Harriet Beecher Stowe (1811-1896)


Harriet Beecher Stowe did wake up to the beauty of old women, more than once. She met Lady Byron on her first trip to England in 1853-- just after Uncle Tom's Cabin
had been published in serialized version, 1851-1852. Lady Byron obviously had left a deep impression on Harriet Beecher Stowe.
Later, in 1870, she published "Lady Byron Vindicated" in which she described her impression:

""... I formed her acquaintance in the year 1853, during my first visit in England. I met her at a lunchparty in the house of one of her friends.

The party had many notables; but, among them all, my attention was fixed principally on Lady Byron. She was at this time sixty-one years of age, but still had, to a remarkable degree, that personal attraction which is commonly considered to belong only to youth and beauty.

Her form was slight, giving an impression of fragility; her motions were both graceful and decided; her eyes bright, and full of interest and quick observation. Her silvery-white hair seemed to lend a grace to the transparent purity of her complexion, and her small hands had a pearly whiteness. I recollect she wore a plain widow's cap of a transparent material; and was dressed in some delicate shade of lavender, which harmonized well with her complexion.

When I was introduced to her, I felt in a moment the words of her husband:--

"There was awe in the homage that she drew;
Her spirit seemed as seated on a throne."

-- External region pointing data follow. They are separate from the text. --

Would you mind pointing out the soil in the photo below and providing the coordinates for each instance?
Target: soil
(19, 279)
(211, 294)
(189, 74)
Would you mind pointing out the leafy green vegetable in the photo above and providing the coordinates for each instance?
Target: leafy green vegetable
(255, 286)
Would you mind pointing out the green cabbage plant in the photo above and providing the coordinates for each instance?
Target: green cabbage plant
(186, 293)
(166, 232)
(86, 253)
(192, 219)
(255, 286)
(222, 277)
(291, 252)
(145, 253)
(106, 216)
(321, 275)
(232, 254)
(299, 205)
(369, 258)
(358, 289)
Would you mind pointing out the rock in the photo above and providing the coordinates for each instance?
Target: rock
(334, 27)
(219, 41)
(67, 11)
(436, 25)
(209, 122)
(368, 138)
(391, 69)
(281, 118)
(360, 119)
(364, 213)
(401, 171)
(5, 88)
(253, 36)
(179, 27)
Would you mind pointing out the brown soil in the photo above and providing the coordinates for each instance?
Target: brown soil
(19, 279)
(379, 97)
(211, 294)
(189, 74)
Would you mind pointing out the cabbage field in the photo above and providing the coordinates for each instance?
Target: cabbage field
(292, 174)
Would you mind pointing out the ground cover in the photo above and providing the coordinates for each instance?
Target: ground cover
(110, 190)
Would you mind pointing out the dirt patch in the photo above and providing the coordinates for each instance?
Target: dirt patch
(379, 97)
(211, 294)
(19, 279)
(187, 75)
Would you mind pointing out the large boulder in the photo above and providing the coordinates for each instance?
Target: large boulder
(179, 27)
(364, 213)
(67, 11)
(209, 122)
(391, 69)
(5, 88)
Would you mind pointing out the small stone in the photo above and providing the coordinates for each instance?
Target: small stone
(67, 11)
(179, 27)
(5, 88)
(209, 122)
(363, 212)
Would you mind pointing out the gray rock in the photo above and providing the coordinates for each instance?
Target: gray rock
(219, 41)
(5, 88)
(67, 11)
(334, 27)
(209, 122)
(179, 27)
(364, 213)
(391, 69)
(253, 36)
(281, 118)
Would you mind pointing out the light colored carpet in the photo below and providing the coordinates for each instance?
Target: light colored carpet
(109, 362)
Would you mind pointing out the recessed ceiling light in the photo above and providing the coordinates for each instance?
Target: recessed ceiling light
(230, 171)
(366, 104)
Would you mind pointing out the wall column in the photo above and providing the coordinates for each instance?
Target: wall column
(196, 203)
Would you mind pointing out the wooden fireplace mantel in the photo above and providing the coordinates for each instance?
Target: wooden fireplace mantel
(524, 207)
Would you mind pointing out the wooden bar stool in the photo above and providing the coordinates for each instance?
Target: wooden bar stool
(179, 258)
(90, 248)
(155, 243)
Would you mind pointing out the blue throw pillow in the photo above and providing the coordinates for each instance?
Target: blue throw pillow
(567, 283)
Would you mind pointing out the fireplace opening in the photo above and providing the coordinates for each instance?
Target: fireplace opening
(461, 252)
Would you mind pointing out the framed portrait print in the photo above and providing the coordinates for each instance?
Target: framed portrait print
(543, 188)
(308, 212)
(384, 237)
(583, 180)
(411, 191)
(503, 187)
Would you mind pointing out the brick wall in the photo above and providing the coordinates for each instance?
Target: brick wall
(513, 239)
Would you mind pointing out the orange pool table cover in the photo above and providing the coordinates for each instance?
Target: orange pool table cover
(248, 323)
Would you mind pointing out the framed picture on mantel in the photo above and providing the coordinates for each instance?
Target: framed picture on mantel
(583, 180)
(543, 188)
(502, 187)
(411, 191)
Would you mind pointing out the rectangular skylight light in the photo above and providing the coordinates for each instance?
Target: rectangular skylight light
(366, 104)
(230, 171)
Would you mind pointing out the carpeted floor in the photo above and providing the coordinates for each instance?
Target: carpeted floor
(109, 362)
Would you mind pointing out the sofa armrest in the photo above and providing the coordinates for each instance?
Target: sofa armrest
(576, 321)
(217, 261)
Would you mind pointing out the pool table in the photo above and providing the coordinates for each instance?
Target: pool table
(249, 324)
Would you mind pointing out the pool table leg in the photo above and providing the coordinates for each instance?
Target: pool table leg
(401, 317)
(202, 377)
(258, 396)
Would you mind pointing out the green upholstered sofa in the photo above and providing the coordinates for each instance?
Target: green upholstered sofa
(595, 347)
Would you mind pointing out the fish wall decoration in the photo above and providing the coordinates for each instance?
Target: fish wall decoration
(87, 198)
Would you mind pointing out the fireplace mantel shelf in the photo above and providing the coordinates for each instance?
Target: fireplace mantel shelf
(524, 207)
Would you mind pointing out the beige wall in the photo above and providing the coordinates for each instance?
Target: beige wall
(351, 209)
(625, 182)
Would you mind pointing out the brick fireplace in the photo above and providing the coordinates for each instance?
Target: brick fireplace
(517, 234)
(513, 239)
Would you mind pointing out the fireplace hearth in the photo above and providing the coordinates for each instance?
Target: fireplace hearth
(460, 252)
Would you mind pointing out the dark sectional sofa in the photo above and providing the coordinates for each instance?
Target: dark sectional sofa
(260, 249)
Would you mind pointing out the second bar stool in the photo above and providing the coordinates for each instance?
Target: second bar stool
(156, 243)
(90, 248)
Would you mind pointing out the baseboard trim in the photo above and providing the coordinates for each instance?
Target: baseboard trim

Calm, self-poised, and thoughtful, she seemed to me rather to resemble an interested spectator of the world's affairs, than an actor involved in its trials; yet the sweetness of her smile, and a certain very delicate sense of humor in her remarks, made the way of acquaintance easy. "" End quote: http://englishhistory.net/byron/stowebyron.html

How is that for something "said and sung" of beautiful old women?